That being said it led me to Joe Romm’s Climate Progress, which appears to have just discovered Peak Oil.. His post is mainly a diatribe against the auto makers of Detroit. But he begins thus:
Readers of Climate Progress understand two inescapable realities that the overwhelming majority of policymakers, the status quo media, and the car companies (with one exception) do not:
Peak oil is inevitably going to drive up gasoline prices to record levels within a few years, driving an inevitable switch to much more fuel-efficient vehicles and non-oil-based alternative fuels, of which by far the cheapest per mile is electricity.
Avoiding catastrophic global warming requires sharp increases in fuel economy and a switch to low carbon fuels — of which there is only one available in quantity: electricity (as explained here).
Deeper within the story he comments on the changes that global warming will impose on auto makers, as follows:
And by the 2020s, every major country will be engaged in a dire effort to avert catastrophic global warming, which by then will be painfully obvious to even the most blinkered conservative. And that in turn will drive enormous but difficult-to-forecast levels of behavior change in the purchase and use of major energy-consuming products — cars being perhaps the most obvious.Now since this is a Saturday I am going to challenge that latter remark. We have seen, over the past 150 years, roughly consecutive cycles of warming and then cooling for about 30-years each, which I have written about before and which can be seen on the Hadley Temperature plot. Basically it warmed from 1850 to 1880, cooled from 1880 to 1910, warmed from 1910 to 1940, cooled from 1940 to 1970, warmed from 1970 to 2000, and has been cooling since 2000. So if this cycle persists - with cooling to 2030, then by 2020 the world will not be engaged in a “dire effort to avert climate warming”, but will have moved on to more productive ways of spending its time, since by then the demand of folk like Joe to consider the data only over 30-year increments and thus neglect the short-term cooling, will have worn too thin.
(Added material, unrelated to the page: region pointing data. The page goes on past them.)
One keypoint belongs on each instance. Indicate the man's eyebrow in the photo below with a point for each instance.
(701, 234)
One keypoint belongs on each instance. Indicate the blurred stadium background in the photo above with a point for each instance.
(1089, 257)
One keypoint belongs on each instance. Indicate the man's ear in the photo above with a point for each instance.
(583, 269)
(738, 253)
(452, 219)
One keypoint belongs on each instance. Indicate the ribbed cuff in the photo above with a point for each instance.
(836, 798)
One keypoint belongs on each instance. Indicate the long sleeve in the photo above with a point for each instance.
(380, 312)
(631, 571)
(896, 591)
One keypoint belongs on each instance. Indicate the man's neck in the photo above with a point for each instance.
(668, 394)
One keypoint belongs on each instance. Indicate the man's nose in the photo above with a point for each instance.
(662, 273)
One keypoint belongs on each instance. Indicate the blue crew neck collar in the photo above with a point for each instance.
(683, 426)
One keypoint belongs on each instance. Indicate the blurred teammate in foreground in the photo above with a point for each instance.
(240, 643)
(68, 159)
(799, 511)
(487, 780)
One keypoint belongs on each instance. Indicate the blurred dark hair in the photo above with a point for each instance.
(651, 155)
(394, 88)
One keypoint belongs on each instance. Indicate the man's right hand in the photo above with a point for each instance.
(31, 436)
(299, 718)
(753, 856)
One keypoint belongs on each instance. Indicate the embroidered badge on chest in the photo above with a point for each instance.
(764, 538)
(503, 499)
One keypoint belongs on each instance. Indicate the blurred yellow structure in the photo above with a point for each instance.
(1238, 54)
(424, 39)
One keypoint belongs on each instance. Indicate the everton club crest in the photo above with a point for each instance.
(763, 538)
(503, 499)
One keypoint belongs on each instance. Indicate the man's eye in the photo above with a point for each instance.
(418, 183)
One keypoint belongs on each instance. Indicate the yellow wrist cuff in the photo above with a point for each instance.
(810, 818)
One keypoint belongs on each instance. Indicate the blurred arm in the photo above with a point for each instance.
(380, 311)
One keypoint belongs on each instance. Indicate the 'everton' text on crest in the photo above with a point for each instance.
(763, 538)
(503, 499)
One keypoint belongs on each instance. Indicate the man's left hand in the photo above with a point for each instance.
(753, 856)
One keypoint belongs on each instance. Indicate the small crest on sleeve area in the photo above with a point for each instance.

But I am also not sure whether I agree with the other half of his argument relative to the future of automobiles. He concludes that the cost of liquid fuels is going to be such that
Within a decade, the only growth segments in car business will be highly fuel-efficient cars, PHEVs, and EVs. Indeed, that isn’t true just of the United States, but also of the biggest new car market — China.I am cautious about that prediction for a couple of reasons. The first is that I am waiting to see what the real impact of cars such as the Tata Nano is going to be, particularly in the poorer parts of the world. If the market is as large as I suspect, the volumes of cars that are sold will tend to swamp the switch to electrics for at least another decade. We just don’t have the product in place at a viable price for the electric car to make the sorts of levels of change that he is anticipating.
But there is another point that he, one of the stronger advocates against the coal industry, is unwilling to face in this vision of the future. Where is the electricity to come from to fuel not only the increase in industrial demand, but also this supply of energy for the automotive industry? For if he and those of similar disposition reduce the number of coal-fired power stations, and we don’t have time (the 2020’s being merely a decade away) to install a large number of nuclear power plants, what will be the power source for the electricity?
While I expect wind to provide significantly more power than it now does, and solar will continue to be “almost there”” in terms of costs, these renewable sources are not going to be able to meet the burgeoning demand that can be anticipated. The general opinion that seems to prevail is that natural gas is going to come to the rescue. It is assumed capable and ready to replace coal and oil in the generation of power, can provide fuel for vehicles (along the lines of Pickens Plan) and will be the savior of the decade. The only problem would be if that industry were unable to meet the prodigious production demands that are being put upon it. And sadly, that is at least at present a suspicion that is beginning to harden among a number of us who look at the gas numbers. But then that is the subject of other posts, and will remain a matter for discussion on these pages in the months ahead.